34
PENSIONNEERING VAN GEMEENTE-AMBTENAREN EN
HUNNE WEDUWEN EN WEEZEN.
Staatsbegrooting voor het dienstjaar 1908.
HOOFDSTUK V. (Binnenlandsche Zaken.)
Tweede Kamer. Voorloopig Verslag.
Door vele leden werd andermaal krachtig aangedrongen op eene spoedige
regeling van het vraagstuk der pensionneering van gemeente-ambtenaren
en hunne weduwen en weezen. Men hoopte, dat de te dezer zake noodige
overeenstemming tusschen den Minister en zijn ambtgenoot van Financiën
thans zou zijn verkregen en dat de voorbereiding van een ontwerp thans
goede vorderingen maakt.
Eene spoedige regeling werd ook noodig geacht met het oog op de
veiligheid, aangezien thans in vele gemeenten politiebeambten, die voor
hun dienst niet meer geschikt zijn, in dienst worden gehouden om hen
niet broodeloos te maken.
Memorie van Antwoord.
Omtrent deze gewichtige aangelegenheid is tusschen den ondergeteekende
en zijn ambtgenoot van Financiën in beginsel overeenstemming verkregen.

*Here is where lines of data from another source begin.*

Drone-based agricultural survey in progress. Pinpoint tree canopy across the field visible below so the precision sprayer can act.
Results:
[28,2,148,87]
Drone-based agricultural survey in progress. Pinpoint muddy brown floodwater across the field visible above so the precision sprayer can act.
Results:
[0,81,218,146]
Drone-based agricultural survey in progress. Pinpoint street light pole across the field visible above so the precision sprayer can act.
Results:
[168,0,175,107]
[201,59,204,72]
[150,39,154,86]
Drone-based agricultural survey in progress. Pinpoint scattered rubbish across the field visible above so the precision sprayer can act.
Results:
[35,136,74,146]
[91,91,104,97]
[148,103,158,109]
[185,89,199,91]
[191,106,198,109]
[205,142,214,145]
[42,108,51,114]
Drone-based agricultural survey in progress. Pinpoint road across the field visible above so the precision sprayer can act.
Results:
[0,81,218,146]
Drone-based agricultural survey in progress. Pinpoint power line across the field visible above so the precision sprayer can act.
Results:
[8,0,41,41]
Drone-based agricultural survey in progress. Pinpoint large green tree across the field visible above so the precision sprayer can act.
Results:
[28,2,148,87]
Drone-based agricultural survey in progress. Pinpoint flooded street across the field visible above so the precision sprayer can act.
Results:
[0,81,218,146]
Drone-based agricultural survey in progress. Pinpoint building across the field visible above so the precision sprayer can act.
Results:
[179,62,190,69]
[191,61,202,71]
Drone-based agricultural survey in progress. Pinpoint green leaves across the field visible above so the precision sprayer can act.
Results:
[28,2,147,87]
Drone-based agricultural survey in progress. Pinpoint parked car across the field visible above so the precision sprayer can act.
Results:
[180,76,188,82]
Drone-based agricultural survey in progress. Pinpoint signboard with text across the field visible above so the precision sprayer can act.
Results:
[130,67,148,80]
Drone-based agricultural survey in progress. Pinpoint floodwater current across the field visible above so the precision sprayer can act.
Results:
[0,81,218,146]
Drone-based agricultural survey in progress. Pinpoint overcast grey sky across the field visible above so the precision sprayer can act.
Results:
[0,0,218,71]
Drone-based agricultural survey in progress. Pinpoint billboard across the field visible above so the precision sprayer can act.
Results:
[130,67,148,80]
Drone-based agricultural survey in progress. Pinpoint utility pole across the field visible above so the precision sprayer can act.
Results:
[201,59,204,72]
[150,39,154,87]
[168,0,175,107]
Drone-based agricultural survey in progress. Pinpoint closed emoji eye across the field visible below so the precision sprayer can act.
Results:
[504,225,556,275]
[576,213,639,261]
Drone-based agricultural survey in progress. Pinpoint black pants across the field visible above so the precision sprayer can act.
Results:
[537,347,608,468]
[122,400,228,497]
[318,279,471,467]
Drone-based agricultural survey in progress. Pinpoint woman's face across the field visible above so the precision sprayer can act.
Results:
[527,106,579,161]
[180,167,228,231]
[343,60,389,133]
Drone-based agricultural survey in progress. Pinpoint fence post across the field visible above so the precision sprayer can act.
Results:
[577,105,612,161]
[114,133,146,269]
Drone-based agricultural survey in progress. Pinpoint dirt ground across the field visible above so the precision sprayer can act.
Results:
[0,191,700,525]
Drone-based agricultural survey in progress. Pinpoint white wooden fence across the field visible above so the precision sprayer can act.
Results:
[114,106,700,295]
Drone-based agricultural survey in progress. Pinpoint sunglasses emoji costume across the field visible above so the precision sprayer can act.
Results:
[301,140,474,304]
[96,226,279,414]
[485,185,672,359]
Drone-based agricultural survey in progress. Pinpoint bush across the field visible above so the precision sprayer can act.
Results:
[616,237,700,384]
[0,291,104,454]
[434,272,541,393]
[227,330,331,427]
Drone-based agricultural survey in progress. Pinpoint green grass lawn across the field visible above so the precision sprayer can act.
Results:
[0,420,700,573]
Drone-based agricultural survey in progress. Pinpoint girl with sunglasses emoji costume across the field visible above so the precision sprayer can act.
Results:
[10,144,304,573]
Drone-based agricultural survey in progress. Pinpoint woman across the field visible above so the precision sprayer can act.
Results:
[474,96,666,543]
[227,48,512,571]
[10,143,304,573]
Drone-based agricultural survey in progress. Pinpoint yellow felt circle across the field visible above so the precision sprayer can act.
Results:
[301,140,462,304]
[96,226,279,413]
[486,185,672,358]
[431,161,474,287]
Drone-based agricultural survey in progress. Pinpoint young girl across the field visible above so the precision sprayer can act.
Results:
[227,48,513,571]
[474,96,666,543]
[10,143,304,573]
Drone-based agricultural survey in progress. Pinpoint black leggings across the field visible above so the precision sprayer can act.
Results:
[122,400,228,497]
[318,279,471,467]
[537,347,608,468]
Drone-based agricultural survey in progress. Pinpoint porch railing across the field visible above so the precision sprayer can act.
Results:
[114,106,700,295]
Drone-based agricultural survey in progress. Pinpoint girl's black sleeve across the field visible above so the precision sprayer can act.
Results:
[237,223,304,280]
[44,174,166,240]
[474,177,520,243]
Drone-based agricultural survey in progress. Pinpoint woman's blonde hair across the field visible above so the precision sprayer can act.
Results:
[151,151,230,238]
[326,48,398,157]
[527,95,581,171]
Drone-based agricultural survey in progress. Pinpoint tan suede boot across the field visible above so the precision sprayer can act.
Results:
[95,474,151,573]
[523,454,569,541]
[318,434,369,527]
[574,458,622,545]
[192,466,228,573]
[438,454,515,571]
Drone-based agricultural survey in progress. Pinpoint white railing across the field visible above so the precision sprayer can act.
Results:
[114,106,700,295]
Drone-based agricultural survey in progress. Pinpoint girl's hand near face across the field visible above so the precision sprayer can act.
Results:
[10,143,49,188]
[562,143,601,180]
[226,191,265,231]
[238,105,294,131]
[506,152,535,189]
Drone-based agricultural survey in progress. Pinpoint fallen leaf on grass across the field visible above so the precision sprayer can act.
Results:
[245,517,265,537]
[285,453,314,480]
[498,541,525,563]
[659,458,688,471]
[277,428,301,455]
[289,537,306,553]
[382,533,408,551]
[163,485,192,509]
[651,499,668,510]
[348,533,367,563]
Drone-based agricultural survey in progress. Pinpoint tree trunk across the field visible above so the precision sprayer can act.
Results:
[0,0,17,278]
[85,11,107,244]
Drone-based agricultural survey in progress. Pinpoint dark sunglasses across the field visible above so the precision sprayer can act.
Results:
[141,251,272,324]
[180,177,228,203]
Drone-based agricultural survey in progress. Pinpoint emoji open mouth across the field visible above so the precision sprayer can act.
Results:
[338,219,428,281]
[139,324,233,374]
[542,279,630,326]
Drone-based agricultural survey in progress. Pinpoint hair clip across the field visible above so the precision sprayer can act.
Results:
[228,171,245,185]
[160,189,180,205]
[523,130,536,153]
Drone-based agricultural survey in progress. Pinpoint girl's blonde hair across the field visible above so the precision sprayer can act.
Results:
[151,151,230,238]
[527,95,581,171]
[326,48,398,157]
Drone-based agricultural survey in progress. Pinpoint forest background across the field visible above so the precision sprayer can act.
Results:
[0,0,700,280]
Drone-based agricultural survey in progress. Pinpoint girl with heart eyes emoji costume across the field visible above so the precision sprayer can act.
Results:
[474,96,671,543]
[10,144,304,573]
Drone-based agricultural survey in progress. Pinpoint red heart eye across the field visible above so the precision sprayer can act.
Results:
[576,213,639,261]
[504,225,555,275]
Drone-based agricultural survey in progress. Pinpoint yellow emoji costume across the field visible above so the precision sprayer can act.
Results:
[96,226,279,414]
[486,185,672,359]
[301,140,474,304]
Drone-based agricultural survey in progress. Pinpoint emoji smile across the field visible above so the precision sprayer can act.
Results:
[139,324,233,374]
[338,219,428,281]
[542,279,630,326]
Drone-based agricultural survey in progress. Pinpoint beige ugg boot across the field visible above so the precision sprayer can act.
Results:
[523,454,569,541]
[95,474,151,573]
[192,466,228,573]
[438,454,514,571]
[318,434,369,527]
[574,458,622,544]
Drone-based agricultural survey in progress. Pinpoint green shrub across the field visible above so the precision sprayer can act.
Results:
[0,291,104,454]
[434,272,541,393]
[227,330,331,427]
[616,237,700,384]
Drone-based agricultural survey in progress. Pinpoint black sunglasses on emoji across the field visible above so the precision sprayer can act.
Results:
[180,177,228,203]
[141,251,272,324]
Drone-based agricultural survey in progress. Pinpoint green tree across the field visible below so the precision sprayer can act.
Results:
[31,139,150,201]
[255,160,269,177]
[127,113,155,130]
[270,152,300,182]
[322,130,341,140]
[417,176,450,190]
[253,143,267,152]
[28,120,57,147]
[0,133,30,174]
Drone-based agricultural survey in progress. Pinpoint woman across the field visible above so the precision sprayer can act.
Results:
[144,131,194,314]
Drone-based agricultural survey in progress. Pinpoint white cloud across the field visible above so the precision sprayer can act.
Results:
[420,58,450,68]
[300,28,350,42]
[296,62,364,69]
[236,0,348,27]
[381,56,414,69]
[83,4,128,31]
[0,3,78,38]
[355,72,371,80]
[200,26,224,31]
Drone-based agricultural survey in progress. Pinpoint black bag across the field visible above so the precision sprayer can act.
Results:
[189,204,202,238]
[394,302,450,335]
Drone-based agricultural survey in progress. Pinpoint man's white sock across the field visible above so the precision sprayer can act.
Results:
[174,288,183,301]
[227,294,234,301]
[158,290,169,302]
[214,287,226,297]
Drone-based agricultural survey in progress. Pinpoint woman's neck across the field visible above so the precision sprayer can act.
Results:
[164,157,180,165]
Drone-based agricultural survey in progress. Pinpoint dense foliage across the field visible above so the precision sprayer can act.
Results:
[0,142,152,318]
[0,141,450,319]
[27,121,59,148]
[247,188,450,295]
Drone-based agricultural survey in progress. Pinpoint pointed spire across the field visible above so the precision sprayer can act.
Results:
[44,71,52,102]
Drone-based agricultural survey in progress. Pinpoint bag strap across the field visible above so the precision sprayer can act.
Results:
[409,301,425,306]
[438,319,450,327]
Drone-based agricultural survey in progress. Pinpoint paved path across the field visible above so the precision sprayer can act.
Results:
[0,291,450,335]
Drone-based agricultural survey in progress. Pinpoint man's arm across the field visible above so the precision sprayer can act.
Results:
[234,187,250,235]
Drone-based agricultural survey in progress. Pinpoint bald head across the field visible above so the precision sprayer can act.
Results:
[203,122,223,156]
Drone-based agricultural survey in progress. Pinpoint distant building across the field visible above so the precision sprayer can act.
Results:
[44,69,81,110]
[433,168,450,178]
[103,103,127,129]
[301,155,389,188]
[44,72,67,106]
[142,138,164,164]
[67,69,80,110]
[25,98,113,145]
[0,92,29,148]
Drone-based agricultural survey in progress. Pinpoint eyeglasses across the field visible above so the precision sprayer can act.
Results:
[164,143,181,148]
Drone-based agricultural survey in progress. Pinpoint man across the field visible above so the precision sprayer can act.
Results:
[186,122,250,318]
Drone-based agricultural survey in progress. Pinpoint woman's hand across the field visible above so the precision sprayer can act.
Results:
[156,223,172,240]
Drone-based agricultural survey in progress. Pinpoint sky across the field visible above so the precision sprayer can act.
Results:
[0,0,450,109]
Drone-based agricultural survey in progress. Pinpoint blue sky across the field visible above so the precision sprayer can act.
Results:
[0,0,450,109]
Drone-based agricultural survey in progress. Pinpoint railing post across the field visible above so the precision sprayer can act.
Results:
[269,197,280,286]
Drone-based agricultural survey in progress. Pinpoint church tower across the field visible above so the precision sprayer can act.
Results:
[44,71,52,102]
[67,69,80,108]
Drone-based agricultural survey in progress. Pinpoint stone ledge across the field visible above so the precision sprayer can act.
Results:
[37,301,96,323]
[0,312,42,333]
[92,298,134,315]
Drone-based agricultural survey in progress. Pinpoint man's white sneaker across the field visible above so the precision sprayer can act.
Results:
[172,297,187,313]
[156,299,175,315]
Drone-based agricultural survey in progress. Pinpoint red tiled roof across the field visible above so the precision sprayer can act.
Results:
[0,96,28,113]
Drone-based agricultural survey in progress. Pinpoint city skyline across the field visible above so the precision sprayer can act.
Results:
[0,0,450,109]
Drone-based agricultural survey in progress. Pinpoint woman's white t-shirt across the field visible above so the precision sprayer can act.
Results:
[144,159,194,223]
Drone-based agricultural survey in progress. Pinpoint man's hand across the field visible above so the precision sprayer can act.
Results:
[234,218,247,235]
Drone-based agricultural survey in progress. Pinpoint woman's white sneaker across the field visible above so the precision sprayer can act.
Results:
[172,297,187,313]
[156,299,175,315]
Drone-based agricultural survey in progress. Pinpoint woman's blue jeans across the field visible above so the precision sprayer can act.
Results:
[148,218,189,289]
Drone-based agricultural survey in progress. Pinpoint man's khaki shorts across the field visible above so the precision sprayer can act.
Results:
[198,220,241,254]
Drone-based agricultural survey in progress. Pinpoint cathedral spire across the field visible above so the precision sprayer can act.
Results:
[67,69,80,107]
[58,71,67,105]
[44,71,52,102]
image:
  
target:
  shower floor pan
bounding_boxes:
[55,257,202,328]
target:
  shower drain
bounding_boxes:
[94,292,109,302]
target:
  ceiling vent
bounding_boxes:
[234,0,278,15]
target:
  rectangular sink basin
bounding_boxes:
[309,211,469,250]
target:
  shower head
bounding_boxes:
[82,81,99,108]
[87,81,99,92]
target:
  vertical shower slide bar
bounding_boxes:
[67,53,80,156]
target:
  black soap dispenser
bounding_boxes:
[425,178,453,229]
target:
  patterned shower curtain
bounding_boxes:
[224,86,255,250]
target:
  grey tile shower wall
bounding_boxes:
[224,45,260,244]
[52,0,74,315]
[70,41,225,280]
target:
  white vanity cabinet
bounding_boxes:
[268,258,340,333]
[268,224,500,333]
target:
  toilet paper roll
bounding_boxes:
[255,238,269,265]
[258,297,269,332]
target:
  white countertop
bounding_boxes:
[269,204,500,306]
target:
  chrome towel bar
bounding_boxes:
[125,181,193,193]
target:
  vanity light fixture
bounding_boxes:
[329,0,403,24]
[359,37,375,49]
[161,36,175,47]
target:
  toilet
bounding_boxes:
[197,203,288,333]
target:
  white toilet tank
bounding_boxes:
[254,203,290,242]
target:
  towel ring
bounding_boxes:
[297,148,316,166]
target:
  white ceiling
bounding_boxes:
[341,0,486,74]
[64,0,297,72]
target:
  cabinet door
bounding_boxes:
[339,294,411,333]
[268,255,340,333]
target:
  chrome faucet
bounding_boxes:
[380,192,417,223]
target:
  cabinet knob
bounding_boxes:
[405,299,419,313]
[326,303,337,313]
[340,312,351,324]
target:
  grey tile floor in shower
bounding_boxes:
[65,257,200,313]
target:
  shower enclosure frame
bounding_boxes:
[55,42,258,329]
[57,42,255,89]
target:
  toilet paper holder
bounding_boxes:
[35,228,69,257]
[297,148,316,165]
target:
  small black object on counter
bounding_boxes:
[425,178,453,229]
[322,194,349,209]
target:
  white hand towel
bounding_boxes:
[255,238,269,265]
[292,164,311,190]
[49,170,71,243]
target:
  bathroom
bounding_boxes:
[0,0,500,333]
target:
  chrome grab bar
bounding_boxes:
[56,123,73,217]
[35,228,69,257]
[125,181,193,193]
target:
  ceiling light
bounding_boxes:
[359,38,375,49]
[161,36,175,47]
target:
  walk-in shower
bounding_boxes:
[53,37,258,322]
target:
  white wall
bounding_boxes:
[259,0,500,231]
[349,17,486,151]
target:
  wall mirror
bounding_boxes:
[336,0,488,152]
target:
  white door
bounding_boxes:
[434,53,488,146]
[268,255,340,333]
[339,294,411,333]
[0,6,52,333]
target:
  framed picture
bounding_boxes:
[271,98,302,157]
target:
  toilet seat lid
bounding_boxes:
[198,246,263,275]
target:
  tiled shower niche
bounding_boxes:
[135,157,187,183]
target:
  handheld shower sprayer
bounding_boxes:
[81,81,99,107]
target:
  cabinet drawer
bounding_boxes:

Ten aanzien van de vermoedelijke kosten is een nader onderzoek noodig
gebleken. Zoodra dit onderzoek, waarvoor de deskundigen aangewezen
zijn, zal hebben plaats gehad, zal, naar de ondergeteekende zich vleit,
eene voor Staat en gemeente niet te bezwarende regeling kunnen worden
ontworpen.
Eerste Kamer. Voorloopig Verslag.
Men verheugde zich over de mededeeling van den Minister in de
Memorie van Antwoord op het Voorloopig Verslag der Tweede Kamer,
dat omtrent de gewichtige aangelegenheid der pensionneering van gemeente
ambtenaren en hunne weduwen en weezen, in beginsel overeenstemming
was verkregen met zijn ambtgenoot van Financiën. Men hoopte daarom
ook, dat spoedig volgens toezegging van den Minister een voor Staat en
gemeente niet te bezwarende regeling zal kunnen worden ontworpen.